Assume The cable is inextensible and the cable weight is negligible relative to the loading.
Draw We define a coordinate system with its origin at the lowest point of the cable, the location of which is unknown (Figure 2). We define x_{B} as the x coordinate of support B; then the coordinate x_{A}= x_{B}− 150  ft .
Formulate Equations and Solve The load is shared equally by the two suspension cables; therefore ω = 30 lb/ft for each cable. We locate the origin by applying (11.3A) at supports A and B:

y=\frac{\omega x^{2}}{2T_{O}}                (11.3A)
At A :            y_{A}=10  ft = \frac{\left(30  lb/ft\right) \left(x_{B} – 150  ft\right)^{2} }{2T_{O}}                 (1)
At B :            y_{B}=22  ft = \frac{\left(30  lb/ft\right) \left(x_{B} \right)^{2} }{2T_{O}}                             (2)

We eliminate T_{O} by dividing (1) by (2), which gives

\frac{10 ft}{22 ft} = \frac{\left(x_{B} – 150 ft\right)^{2}}{x^{2}_{B}}

Rearranging and simplifying produces an equation that can be solved using the quadratic formula:

x^{2}_{B} – 550 x_{B}  + 41, 250 =0
x_{B} =\frac{550\pm \sqrt{\left(- 550\right)^{2}- 4(1)(41, 250)} }{2(1)} =275  ft \pm 185.4  ft \Rightarrow  x_{B} =460.4  ft  or  89.6  ft

We discard x_{B}= 460.4  ft  because it is not a realistic solution when the constraints of this problem are considered. Therefore x_{B}= 89.6  ft . Substituting this value of x_{B} into (2), we solve for the minimum cable tension T_{O}

y_{B}=\frac{\omega x^{2}_{B}}{2T_{O}} =22  ft = \frac{\left(30  lb/ft\right)\left(89.6  ft\right)^{2} }{2T_{O}} \Rightarrow  T_{O}=5475  lb

T_{max} occurs at support B, because the slope of the cable is steepest there.
Using (11.4), we find T_{max} :

T^{2}=\omega ^{2} x^{2} +T_{O}^{2}       or       T =\sqrt{\omega ^{2} x^{2} + T_{O}^{2}}             (11.4)
T_{max} =T_{@ x=89.6  ft}=\sqrt{\left\lgroup30\frac{lb}{ft} \right\rgroup^{2} \left(89.6  ft\right)^{2} + \left(5474  lb\right)^{2} }   \Rightarrow  T_{max} =6098  lb

The tensile force is tangent to the cable at any point along the cable. Therefore, the angle the cable force makes with the horizontal and the angle the cable makes with the horizontal are the same. We call this angle \theta _{B} at support B. Figure 3 shows the relationship between the cable force at B and the horizontal component of that force.

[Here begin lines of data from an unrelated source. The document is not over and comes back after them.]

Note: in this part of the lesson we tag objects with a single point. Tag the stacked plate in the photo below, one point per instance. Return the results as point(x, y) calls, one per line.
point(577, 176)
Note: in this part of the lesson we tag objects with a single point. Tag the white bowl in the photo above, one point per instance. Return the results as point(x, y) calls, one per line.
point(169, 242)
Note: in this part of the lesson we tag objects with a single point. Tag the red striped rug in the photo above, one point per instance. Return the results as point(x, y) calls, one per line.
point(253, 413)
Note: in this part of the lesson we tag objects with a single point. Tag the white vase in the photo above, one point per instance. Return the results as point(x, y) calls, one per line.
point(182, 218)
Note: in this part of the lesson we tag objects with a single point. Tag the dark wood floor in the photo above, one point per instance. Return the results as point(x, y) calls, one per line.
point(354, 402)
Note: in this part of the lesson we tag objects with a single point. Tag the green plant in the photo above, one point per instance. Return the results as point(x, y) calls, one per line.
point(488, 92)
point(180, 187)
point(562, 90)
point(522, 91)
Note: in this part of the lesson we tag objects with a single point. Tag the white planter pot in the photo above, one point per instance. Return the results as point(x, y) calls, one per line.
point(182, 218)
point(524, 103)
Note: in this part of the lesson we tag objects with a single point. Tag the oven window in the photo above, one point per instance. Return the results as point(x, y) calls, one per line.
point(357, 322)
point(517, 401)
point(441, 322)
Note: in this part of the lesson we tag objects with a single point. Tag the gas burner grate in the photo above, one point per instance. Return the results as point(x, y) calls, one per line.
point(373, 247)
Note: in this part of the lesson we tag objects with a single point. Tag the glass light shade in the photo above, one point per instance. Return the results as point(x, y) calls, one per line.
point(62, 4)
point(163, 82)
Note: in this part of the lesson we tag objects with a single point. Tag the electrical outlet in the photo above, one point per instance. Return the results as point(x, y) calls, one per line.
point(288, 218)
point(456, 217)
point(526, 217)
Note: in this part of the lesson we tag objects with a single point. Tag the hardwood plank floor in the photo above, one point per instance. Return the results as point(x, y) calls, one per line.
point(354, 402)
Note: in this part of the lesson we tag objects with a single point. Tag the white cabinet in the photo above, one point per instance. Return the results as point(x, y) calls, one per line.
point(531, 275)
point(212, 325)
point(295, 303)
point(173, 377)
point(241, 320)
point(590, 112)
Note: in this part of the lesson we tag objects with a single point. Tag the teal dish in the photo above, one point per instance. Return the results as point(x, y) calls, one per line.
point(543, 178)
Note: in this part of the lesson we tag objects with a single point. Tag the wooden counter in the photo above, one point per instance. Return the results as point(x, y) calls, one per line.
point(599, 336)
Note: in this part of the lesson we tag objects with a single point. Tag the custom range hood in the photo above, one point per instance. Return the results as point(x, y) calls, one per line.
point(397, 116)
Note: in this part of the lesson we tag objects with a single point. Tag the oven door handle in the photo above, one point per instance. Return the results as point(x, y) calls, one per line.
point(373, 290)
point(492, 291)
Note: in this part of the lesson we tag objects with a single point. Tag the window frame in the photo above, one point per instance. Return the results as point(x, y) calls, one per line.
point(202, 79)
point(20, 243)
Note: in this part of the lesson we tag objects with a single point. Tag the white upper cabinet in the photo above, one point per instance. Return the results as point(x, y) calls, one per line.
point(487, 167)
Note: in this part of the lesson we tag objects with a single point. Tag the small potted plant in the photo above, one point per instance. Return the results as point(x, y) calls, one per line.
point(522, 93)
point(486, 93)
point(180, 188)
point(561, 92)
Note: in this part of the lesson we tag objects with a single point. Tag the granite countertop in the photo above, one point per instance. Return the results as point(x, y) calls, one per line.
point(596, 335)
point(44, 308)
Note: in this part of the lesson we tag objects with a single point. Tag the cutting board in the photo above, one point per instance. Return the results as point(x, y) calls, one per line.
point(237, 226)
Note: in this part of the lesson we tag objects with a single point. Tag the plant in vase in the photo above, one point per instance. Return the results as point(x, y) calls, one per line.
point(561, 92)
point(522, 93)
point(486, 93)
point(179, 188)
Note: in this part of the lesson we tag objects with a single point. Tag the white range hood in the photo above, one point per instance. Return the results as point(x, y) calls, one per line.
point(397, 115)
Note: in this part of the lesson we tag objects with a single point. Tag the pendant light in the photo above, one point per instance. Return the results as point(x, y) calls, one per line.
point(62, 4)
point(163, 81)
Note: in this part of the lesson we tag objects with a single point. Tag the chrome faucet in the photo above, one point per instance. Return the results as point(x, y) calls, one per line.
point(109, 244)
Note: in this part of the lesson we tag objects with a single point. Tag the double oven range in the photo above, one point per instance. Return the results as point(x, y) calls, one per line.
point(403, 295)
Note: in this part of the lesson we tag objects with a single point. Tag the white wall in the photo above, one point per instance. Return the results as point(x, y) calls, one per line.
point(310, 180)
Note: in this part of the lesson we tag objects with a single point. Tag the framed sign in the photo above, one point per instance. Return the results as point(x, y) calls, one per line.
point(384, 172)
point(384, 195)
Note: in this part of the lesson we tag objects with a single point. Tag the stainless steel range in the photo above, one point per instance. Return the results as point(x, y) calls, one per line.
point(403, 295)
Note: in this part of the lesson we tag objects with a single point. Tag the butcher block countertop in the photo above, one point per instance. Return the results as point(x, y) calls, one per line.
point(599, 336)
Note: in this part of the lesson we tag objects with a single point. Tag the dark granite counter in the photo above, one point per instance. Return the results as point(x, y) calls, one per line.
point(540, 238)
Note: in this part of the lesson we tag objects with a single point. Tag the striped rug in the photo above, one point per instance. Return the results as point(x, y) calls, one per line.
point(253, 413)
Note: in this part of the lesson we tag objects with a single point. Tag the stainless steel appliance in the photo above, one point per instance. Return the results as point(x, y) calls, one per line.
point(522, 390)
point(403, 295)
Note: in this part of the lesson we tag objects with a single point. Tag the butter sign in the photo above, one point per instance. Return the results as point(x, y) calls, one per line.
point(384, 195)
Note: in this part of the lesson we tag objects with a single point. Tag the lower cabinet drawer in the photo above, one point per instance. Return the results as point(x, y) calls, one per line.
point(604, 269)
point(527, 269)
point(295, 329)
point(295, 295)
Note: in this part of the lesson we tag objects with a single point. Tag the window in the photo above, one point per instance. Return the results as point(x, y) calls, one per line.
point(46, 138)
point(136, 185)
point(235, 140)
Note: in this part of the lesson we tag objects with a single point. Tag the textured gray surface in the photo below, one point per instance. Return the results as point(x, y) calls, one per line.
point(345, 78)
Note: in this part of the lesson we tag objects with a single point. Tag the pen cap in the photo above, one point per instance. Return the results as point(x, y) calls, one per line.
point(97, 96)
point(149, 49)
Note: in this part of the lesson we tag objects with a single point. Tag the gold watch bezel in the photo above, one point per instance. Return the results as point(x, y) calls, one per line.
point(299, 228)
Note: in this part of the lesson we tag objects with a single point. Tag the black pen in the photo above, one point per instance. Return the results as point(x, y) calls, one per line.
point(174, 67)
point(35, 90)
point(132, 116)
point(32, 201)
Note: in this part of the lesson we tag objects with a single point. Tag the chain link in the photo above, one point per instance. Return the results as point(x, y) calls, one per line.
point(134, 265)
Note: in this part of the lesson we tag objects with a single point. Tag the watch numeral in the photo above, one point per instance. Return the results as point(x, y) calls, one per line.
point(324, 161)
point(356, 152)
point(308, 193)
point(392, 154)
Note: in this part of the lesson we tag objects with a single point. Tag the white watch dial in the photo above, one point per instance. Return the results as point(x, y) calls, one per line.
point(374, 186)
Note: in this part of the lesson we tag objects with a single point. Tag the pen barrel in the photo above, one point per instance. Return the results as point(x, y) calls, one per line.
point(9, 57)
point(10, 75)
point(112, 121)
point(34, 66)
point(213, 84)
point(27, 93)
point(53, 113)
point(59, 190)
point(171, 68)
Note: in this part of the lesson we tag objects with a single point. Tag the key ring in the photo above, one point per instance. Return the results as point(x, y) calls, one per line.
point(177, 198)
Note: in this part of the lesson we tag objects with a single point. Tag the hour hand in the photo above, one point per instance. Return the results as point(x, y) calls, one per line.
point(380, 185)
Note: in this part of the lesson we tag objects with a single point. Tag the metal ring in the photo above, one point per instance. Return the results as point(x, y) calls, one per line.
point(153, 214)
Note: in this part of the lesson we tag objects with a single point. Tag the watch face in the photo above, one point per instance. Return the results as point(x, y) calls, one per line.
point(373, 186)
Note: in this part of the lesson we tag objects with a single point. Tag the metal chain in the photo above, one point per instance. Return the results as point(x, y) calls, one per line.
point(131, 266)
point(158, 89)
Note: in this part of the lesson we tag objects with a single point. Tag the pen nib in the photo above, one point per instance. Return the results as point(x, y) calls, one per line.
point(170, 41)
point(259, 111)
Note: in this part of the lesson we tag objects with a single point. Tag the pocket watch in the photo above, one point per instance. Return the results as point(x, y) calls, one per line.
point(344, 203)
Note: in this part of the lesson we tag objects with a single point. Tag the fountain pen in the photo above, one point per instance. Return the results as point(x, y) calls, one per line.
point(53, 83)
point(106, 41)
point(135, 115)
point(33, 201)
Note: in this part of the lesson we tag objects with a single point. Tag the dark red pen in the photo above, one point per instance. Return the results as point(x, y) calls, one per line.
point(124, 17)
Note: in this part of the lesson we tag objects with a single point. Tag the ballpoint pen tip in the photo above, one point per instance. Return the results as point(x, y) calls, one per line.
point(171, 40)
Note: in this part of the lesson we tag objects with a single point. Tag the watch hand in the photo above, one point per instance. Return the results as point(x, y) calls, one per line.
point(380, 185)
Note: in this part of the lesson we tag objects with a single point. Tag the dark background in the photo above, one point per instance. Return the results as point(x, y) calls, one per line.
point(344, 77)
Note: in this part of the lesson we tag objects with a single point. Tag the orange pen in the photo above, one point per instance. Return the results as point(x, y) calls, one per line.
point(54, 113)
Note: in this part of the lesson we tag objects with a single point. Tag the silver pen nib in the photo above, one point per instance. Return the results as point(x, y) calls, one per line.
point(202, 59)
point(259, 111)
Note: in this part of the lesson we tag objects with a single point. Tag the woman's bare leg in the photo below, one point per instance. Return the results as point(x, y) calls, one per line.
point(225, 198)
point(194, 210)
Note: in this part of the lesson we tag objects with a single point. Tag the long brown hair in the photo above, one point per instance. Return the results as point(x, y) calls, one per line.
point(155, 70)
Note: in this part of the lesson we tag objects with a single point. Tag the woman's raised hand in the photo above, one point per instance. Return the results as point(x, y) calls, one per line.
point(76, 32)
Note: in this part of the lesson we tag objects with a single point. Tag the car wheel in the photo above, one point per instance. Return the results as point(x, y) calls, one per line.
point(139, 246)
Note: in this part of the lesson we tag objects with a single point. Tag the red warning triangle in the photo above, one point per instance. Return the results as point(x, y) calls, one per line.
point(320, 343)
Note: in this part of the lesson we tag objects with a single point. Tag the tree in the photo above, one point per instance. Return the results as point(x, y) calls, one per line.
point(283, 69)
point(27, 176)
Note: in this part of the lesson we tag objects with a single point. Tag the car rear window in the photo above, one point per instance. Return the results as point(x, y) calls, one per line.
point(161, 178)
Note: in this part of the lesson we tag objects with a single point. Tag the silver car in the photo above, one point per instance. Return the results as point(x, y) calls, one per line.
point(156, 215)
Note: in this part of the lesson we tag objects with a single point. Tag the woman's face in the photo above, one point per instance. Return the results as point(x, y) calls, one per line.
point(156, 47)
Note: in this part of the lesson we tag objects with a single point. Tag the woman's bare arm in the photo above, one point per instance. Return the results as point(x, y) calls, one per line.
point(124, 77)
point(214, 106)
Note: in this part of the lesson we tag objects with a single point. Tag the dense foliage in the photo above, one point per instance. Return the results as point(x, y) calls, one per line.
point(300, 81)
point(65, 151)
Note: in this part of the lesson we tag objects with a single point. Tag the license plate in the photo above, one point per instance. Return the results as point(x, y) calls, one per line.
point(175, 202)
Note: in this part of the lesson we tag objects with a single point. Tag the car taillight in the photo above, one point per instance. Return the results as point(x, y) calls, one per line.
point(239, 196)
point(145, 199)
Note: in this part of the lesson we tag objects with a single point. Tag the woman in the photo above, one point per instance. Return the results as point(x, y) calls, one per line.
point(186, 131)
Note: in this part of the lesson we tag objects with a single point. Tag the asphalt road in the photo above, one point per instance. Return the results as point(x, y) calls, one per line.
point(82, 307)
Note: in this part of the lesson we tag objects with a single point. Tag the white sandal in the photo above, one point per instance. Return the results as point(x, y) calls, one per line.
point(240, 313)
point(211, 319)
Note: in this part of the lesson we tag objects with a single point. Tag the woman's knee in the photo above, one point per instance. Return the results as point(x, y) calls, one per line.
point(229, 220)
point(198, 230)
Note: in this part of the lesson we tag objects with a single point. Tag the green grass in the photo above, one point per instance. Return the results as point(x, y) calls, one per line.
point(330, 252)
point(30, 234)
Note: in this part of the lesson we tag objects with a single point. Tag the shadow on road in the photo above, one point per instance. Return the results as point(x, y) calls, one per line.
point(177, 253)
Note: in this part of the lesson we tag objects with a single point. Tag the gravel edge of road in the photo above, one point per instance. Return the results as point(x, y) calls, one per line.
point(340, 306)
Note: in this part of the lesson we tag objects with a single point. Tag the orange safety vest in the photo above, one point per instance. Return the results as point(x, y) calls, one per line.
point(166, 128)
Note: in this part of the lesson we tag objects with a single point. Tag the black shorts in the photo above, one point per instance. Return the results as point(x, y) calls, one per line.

T_{Bx}=T_{B}\cos \theta _{B} \Rightarrow \theta _{B} =\cos ^{-1} \left\lgroup\frac{5474 lb}{6098 lb} \right\rgroup \Rightarrow \theta _{B} =26.2^{\circ }

Finally, to find the length of the cable L, substitute x_{A}= 89.6  ft−150  ft = −60.4  ft , x_{B}= 89.6  ft , T_{O}= 5474  lb  , and ω = 30 lb/ft into (IV.5A):

L = – s_{OA} + s_{OB}=- \left[x_{A}+ \frac{\omega ^{2} x^{3}_{A}}{ 6T_{O}^{2}} – \frac{\omega ^{4} x^{5}_{A}}{ 40T_{O}^{4}}\right] + \left[x_{B}+ \frac{\omega ^{2} x^{3}_{B}}{ 6T_{O}^{2}} – \frac{\omega ^{4} x^{5}_{B}}{ 40T_{O}^{4}}\right]
L=154.6 ft

Check Aside from rechecking calculations, there are no alternative calculations that serve as a check for this problem.